7.04.2008

Happy Independence Day to you... Happy Independence Month to me?

So.. I'm officially 3 days into my month of "solitude," independence, true singleness, WHATEVER! lol and boy, boy, boy, it has been quite a 3 days.. lol.. Last I wrote, the emails had been sent out to Mr. Texas & Mr. Arkansas... that day Mr. AK called.. I got nervous & just watched the phone ring.. wimp, yes I know.. My BFF convinced me to call him back- went straight to voicemail (Mr. AK, it's me, calling you back) few hours later I'm at Mr. Chef's house and AK calls back... obviously impolite to take that call so once again I watch it ring... left Chef's around midnight, return the call- no answer, no surprise, it was late. Didn't leave a message so I called back the next afternoon to no answer again. Voicemail thing messed up and I couldn't bear to call 3 times so... I let it go. No sign of AK since. I'll admit, I was kind of surprised... but then on the second thought I wasn't. He's a bit sensitive and a bit selfish... guys like him don't take dismissal very easily..despite the fact that I even gave him a little-Its not you its me.. telling him I just need to focus on me for a while... Anywho... Monday night Texas calls!!!! He'd already been deleted from the phone so I had to do a triple take when I saw the number pop up. Get this- somehow he makes it about him- Why don't you call me anymore? Is your phone broken? I know I havent been the best @ communication but why do u have to abuse me? Are we not friends? UMMMMMM I'm SORRY WHAT THE FLIP?!?! I was at such a loss for words that I started a conversation with someone else in the room just to make him get off the phone. He was supposed to call me back in an hour... its now been about 72 or so lol. Now that was a call that shocked me in general. I was expecting to hear from him in about a month or 2 months time... 1 week!!! I know he got the email but he didn't even mention it!! I think he thought he would just smooth things over like the last time... no sirreee! The most he got was another weeks worth of brain space in my head.. because I'm woman enough to admit that I have thought about that call at least once a day since then... not to mention the fiasco that was last weekend with him.. sooo he bought himself another week.

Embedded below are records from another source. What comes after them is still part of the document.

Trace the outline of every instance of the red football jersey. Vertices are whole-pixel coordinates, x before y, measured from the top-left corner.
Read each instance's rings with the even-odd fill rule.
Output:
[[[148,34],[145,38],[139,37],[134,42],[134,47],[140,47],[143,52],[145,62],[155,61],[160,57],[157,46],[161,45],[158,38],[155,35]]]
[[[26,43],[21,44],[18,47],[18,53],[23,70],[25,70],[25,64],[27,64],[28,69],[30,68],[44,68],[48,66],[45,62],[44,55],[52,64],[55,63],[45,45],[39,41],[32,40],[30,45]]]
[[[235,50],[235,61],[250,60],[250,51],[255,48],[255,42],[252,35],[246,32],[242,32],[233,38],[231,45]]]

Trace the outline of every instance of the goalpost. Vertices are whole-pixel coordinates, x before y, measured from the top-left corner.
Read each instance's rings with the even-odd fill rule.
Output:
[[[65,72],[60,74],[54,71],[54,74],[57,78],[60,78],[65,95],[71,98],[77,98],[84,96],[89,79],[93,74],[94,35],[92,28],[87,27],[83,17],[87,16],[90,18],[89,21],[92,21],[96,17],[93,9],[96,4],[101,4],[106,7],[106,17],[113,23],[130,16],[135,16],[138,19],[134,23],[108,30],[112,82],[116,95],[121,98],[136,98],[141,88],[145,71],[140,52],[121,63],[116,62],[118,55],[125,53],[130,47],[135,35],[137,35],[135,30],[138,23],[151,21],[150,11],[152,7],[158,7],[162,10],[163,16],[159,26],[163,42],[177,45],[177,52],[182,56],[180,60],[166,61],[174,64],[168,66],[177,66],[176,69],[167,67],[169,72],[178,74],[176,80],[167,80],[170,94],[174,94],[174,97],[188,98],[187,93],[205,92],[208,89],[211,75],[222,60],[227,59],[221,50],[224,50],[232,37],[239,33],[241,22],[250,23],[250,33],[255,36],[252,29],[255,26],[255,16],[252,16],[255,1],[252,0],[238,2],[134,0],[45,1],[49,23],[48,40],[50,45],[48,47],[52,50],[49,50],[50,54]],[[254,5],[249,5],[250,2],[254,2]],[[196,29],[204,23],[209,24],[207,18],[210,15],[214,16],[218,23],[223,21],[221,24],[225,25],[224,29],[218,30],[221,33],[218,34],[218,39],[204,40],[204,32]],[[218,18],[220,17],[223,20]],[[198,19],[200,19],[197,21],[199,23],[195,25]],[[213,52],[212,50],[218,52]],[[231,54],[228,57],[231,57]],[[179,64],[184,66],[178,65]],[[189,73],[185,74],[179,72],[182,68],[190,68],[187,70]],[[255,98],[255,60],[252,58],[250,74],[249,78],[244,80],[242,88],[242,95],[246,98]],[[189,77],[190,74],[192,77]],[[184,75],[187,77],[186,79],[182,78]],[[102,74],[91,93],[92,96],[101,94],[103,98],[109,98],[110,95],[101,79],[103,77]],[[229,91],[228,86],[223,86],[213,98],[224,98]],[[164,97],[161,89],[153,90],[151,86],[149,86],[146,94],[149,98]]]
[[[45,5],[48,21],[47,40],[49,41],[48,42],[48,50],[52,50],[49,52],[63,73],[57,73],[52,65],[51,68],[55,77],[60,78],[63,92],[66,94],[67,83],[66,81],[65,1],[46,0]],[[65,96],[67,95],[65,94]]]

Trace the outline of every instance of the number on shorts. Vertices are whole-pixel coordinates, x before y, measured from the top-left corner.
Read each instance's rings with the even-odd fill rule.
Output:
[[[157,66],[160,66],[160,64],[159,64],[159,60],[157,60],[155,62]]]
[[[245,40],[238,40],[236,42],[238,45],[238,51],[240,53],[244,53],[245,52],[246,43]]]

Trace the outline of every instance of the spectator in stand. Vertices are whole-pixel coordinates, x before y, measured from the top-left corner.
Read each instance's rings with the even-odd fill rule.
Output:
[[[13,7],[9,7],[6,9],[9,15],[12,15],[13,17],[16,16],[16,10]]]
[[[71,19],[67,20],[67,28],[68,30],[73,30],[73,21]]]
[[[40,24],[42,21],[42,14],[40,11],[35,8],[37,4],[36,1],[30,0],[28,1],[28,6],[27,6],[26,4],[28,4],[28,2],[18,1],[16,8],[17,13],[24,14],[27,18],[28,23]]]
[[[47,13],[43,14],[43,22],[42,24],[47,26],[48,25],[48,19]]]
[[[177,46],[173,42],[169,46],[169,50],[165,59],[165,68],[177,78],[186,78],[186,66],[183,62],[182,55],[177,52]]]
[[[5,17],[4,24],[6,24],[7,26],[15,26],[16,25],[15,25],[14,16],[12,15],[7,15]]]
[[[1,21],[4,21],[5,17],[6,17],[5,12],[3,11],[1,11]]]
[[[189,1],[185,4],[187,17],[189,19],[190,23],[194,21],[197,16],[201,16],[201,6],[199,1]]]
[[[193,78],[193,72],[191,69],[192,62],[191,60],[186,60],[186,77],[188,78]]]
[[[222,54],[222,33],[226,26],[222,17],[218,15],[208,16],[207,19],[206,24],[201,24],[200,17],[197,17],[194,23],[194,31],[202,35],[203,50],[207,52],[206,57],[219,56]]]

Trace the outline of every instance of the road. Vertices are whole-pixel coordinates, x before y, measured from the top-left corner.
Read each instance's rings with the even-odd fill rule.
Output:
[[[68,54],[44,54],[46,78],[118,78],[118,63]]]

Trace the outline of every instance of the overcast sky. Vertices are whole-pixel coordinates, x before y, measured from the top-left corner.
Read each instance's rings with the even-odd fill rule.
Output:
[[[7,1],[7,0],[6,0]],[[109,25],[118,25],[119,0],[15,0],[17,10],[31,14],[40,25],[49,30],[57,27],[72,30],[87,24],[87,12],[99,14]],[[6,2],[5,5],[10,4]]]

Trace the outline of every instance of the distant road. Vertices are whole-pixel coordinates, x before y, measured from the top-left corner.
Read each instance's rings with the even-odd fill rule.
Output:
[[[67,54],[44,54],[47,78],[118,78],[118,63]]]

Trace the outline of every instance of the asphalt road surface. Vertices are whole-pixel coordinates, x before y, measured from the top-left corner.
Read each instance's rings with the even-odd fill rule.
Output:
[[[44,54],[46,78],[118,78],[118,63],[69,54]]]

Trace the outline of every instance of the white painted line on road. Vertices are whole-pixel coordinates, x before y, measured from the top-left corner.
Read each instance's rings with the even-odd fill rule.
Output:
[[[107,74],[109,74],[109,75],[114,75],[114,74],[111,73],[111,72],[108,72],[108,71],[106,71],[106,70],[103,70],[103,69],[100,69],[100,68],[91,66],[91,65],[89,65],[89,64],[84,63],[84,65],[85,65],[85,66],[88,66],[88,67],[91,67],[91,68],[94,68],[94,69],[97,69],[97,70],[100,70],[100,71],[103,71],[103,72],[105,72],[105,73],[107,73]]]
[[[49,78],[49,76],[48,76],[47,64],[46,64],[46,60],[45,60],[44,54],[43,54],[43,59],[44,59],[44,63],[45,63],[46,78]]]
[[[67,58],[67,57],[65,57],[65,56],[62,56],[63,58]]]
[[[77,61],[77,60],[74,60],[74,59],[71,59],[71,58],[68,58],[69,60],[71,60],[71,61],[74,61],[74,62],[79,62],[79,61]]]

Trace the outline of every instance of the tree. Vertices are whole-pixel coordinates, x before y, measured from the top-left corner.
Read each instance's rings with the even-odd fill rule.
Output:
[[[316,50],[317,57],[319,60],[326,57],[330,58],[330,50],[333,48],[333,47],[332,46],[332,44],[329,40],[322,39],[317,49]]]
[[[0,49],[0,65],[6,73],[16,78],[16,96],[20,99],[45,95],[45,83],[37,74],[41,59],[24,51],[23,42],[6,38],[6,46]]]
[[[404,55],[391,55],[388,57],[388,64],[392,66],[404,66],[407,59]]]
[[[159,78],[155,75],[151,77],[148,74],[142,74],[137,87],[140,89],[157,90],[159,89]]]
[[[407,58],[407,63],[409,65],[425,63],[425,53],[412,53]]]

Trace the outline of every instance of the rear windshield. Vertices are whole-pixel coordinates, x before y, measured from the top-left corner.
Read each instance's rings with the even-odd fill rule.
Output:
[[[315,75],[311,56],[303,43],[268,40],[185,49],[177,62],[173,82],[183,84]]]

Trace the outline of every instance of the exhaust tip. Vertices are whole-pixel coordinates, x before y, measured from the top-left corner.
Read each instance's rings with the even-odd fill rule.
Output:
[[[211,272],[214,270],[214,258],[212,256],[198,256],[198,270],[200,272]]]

So July is here now... the 2 major players in my life are gone (for now- crossing fingers).. but I didn't realize that it wasn't the major players that were gonna be difficult to get rid of.. its the minor league & practice squad that are posing the biggest challenges... How do you completely cut someone off that a.) you havent really been emotionally or sexually involved with in so long... b.) have really developed a pseudo-friendship with despite the sexual/emotional past or c.) is so on again off again that... cutting them off any other way than just in your mind would make the relationship more real than it has ever been?! lol.. I'm hoping I can come up with a satisfactory answer by the 15th of July... lol In the meantime... I have to just continue to keep my distance and limit or eliminate any "boo" talk, feelings or displays of affection (from guys), dates, and meeting new fellas...

Update about Mr. Chef.. but that will have to come later, I am sleepy as all get out!